2004年度は、利子所得より配当所得のほうが多かった。
私たちのほとんどは、銀行にお金を預けています。
「何のために?」などという疑問も差し挟まないほど、ごく当たり前のように、銀行にお金を預けることは習慣化しています。
高い利子がつけばラッキー、現在のように低金利だとアンラッキーと思う程度ですが、それは、預金のおもな目的を、「お金の管理」や「支払ったり受け取ったりするための手段」と考えているからでしょう。
自分の勤労だけでなく、「お金にも働いてもらう」「お金にお金を稼いでもらう」という視点、目的を付け加えると、立ち回り方が違ってきます。
まとまった資産があるひとや、年金生活を送るお年寄りは、収入を勤労だけに頼りませんから、金利の動向に敏感になります。

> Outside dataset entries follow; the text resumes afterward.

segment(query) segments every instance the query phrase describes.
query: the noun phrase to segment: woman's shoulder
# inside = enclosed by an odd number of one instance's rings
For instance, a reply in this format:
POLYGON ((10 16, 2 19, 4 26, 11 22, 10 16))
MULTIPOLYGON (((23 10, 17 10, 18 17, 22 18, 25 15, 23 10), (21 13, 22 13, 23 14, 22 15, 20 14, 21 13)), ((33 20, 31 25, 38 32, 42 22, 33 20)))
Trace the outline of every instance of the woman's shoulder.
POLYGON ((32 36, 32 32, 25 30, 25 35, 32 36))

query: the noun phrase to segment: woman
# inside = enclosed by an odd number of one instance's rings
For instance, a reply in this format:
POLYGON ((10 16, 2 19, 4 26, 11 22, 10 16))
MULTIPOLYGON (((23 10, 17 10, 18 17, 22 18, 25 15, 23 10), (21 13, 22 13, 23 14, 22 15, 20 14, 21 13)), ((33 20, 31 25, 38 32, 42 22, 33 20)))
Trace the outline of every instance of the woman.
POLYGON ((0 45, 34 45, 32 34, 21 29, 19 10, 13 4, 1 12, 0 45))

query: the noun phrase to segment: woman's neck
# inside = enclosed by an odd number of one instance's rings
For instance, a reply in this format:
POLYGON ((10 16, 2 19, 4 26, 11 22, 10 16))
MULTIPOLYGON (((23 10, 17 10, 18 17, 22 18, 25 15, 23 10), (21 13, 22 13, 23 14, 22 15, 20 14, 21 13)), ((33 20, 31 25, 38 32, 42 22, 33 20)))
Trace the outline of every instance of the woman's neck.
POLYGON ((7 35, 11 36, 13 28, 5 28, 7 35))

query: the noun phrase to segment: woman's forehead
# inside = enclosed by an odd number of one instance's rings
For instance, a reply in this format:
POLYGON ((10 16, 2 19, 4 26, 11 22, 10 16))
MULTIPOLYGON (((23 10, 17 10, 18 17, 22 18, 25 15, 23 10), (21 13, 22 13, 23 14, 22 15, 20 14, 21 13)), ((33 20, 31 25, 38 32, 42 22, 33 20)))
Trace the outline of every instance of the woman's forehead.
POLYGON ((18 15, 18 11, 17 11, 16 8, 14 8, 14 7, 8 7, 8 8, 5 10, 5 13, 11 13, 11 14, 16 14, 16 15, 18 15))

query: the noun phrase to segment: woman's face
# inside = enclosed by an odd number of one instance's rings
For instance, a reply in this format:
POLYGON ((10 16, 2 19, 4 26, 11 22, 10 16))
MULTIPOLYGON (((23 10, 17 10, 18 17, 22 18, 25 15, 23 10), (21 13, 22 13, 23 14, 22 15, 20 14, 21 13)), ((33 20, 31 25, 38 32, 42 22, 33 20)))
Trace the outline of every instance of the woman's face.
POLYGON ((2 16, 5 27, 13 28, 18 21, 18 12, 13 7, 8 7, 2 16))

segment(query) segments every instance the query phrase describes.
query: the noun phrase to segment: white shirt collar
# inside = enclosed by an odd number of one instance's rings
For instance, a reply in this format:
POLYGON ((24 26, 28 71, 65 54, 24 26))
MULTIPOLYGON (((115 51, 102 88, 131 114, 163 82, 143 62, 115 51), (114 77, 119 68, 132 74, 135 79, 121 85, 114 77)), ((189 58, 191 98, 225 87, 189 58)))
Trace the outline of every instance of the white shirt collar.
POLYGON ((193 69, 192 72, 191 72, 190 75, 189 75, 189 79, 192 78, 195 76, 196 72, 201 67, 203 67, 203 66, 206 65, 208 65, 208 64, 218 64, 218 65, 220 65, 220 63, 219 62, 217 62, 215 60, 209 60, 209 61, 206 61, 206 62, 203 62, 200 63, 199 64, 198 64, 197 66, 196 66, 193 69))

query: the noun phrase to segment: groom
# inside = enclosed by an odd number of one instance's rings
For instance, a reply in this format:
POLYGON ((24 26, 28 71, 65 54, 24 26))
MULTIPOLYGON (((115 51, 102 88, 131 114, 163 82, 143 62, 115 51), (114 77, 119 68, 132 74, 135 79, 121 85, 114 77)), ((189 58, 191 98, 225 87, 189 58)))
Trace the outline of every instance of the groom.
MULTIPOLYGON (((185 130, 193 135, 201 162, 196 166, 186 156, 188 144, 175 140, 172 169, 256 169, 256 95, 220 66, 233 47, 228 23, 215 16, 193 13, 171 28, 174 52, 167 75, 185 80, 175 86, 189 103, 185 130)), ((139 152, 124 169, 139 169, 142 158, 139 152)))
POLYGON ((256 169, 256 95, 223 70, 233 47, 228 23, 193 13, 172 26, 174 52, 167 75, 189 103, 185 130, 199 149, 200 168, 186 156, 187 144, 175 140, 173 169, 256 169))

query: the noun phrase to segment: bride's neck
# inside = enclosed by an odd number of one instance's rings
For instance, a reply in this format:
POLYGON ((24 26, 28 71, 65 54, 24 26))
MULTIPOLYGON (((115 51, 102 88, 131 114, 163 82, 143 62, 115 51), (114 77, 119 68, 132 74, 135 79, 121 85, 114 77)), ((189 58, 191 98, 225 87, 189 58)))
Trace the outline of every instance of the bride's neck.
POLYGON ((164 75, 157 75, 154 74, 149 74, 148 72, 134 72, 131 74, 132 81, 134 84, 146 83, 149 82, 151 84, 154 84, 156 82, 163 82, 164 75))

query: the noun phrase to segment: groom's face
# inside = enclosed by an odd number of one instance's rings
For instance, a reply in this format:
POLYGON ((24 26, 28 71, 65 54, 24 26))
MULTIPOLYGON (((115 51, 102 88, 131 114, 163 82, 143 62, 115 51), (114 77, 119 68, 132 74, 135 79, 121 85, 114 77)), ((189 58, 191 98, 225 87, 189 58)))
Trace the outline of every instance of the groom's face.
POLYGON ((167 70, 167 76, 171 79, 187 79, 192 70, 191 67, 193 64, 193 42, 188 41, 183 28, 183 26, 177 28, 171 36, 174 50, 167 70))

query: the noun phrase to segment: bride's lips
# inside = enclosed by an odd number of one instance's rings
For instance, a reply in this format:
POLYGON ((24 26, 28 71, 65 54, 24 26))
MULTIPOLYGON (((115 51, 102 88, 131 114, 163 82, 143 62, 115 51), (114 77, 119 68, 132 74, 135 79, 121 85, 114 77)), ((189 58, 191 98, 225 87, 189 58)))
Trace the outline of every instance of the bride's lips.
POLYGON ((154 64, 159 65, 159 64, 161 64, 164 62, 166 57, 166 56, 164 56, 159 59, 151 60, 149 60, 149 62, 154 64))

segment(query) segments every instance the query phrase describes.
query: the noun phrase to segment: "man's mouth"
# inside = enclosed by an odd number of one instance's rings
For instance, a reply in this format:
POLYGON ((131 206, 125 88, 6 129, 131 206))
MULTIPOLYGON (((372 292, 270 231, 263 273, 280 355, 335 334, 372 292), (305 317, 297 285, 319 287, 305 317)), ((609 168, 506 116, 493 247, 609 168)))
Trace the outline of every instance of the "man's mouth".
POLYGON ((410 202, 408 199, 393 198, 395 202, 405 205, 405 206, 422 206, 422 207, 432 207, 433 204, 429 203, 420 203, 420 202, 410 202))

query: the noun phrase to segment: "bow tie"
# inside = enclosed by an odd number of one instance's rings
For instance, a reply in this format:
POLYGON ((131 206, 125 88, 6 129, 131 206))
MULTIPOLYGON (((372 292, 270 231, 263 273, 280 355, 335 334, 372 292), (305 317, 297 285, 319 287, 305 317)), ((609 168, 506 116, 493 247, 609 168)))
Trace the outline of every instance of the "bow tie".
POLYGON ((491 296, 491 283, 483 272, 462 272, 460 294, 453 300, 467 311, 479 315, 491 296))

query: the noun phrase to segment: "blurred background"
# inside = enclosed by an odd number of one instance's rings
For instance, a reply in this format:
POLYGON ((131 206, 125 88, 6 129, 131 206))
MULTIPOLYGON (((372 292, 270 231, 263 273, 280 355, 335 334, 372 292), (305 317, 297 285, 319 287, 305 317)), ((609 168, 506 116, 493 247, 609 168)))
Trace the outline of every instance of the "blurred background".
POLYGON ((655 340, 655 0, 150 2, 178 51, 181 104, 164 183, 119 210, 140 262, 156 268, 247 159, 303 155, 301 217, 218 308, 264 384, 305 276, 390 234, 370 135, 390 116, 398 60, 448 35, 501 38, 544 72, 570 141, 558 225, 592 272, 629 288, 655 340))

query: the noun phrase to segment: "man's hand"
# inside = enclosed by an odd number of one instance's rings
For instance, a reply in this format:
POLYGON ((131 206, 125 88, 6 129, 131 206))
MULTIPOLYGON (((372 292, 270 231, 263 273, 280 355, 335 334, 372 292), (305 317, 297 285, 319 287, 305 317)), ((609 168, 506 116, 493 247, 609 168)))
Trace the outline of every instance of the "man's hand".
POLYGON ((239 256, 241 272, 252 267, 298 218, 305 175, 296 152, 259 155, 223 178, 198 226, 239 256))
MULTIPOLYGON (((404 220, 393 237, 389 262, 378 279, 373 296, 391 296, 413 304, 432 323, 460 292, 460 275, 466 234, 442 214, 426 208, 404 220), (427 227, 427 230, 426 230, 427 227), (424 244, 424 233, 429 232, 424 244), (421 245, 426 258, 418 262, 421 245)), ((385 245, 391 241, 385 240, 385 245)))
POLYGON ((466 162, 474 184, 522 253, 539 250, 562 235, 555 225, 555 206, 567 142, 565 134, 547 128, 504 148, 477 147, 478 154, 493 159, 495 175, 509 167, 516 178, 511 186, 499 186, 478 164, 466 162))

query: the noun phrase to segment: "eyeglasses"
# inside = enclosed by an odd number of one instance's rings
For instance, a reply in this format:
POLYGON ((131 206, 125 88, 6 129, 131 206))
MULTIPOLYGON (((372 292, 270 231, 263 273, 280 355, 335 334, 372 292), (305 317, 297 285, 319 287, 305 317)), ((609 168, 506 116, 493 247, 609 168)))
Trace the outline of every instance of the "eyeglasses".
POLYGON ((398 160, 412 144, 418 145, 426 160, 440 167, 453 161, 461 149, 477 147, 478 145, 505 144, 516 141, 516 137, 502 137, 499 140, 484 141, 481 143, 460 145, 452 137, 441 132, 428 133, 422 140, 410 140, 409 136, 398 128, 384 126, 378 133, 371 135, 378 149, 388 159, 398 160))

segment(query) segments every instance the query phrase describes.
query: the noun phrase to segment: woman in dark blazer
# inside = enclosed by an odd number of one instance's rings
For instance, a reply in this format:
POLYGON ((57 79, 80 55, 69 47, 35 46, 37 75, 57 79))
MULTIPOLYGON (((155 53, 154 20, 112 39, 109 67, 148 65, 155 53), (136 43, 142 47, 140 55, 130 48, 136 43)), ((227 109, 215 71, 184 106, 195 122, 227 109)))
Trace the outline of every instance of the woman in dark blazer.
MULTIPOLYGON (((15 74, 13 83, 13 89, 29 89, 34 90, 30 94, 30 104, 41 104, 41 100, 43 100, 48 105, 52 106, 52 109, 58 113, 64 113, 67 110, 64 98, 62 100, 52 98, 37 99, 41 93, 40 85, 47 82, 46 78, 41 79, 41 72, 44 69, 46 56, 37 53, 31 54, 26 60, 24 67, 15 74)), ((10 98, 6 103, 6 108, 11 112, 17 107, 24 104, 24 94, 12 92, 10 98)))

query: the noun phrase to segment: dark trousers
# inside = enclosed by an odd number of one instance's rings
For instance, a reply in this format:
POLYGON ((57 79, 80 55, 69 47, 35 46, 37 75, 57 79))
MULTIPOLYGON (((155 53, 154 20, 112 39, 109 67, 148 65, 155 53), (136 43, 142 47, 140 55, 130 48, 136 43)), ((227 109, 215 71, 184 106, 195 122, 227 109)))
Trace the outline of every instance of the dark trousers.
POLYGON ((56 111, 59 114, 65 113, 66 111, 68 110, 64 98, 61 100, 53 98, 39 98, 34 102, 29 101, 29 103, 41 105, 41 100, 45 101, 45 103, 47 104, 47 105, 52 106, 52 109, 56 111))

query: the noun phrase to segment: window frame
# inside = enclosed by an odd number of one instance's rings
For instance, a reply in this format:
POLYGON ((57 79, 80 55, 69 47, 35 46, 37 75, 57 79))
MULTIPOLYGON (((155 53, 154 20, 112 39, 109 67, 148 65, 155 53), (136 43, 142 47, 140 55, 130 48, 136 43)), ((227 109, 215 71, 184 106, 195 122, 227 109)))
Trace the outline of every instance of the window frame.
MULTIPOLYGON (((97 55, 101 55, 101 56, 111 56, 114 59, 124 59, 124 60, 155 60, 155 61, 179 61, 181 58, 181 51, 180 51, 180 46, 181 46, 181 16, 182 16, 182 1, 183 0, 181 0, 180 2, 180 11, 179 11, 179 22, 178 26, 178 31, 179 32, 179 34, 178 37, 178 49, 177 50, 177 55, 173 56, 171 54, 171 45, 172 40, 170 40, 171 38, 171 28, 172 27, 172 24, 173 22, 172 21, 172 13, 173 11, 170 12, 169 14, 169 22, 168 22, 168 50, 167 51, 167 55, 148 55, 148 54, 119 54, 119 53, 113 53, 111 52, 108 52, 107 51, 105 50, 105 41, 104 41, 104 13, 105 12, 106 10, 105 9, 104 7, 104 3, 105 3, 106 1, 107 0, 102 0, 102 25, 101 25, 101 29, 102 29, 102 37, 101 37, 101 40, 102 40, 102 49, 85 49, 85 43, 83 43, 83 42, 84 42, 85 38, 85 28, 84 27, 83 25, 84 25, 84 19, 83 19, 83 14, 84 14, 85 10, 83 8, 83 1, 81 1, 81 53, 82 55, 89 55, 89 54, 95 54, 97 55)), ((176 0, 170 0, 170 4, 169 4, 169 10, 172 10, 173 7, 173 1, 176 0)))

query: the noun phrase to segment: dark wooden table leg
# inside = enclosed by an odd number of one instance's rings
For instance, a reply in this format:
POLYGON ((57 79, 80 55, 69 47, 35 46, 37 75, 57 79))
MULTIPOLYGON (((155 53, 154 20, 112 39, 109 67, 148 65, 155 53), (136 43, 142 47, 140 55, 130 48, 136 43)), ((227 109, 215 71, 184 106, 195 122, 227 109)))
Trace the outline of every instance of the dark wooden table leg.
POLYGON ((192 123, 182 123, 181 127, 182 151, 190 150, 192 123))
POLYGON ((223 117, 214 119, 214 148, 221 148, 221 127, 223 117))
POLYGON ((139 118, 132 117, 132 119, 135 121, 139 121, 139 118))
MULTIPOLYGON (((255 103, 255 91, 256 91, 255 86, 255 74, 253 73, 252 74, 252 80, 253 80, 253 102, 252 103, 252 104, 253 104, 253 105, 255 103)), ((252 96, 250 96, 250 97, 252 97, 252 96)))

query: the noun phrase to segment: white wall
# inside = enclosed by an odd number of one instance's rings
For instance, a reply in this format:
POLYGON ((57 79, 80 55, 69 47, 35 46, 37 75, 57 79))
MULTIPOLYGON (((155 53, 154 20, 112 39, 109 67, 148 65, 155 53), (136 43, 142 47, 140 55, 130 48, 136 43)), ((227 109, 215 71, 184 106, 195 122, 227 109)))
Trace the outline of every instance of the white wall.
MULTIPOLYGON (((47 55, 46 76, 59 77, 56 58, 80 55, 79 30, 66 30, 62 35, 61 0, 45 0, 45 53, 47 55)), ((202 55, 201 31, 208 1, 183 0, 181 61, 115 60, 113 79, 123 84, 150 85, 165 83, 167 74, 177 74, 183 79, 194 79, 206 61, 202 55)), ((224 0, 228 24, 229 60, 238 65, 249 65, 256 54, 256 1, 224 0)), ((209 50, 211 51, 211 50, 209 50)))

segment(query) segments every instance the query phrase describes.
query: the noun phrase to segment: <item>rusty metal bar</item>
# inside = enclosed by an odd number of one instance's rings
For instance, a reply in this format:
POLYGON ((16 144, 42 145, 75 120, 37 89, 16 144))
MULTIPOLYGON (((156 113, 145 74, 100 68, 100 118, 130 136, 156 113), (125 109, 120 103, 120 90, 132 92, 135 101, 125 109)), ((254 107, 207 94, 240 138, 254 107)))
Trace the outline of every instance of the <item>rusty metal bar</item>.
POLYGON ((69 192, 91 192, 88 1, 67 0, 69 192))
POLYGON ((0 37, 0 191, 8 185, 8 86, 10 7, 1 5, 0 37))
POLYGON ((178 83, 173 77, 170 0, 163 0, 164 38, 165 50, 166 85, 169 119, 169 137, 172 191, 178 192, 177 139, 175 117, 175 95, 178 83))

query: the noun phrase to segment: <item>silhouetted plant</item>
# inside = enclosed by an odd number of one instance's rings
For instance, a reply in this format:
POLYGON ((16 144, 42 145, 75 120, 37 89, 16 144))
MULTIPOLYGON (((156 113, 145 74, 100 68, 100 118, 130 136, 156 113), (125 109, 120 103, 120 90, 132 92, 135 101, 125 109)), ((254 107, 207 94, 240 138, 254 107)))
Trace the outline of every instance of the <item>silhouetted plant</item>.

会社員の方の多くは、自分の所得は会社からもらうお給料だけと考え勝ちですが、実際のところ、預金をしている人、つまり、ほとんどの人は、それ以外にも「利子所得」があるはずです。
利子も立派な所得なんですね。(金利が低くて少ないですが・・・)
銀行の通帳に記載される利子の金額は、すでに税金が差し引かれた金額です。実際の利子は、その金額を0.8で割ったもの。そう、税額は利子の20%。
いっぽう、配当所得は、株や投資信託など、リスクのある投資商品を購入した場合に受け取ることができるものです。儲けの一部が定期的に投資家に還元される種類の所得です。
配当所得にかかる税率は10%。税金を差し引かれた金額を受け取ります。
ずーと続いた預貯金の低金利。「お金に働いてほしい」人たちは、痺れを切らして、こわごわ、リスク商品に手を伸ばし始めました。
リスクをとった甲斐あって、2004年度には、家計が受け取る配当所得が利子所得をはじめて追い抜いたようです。
昨年度(2005年度)も同じ傾向が続くと見られています。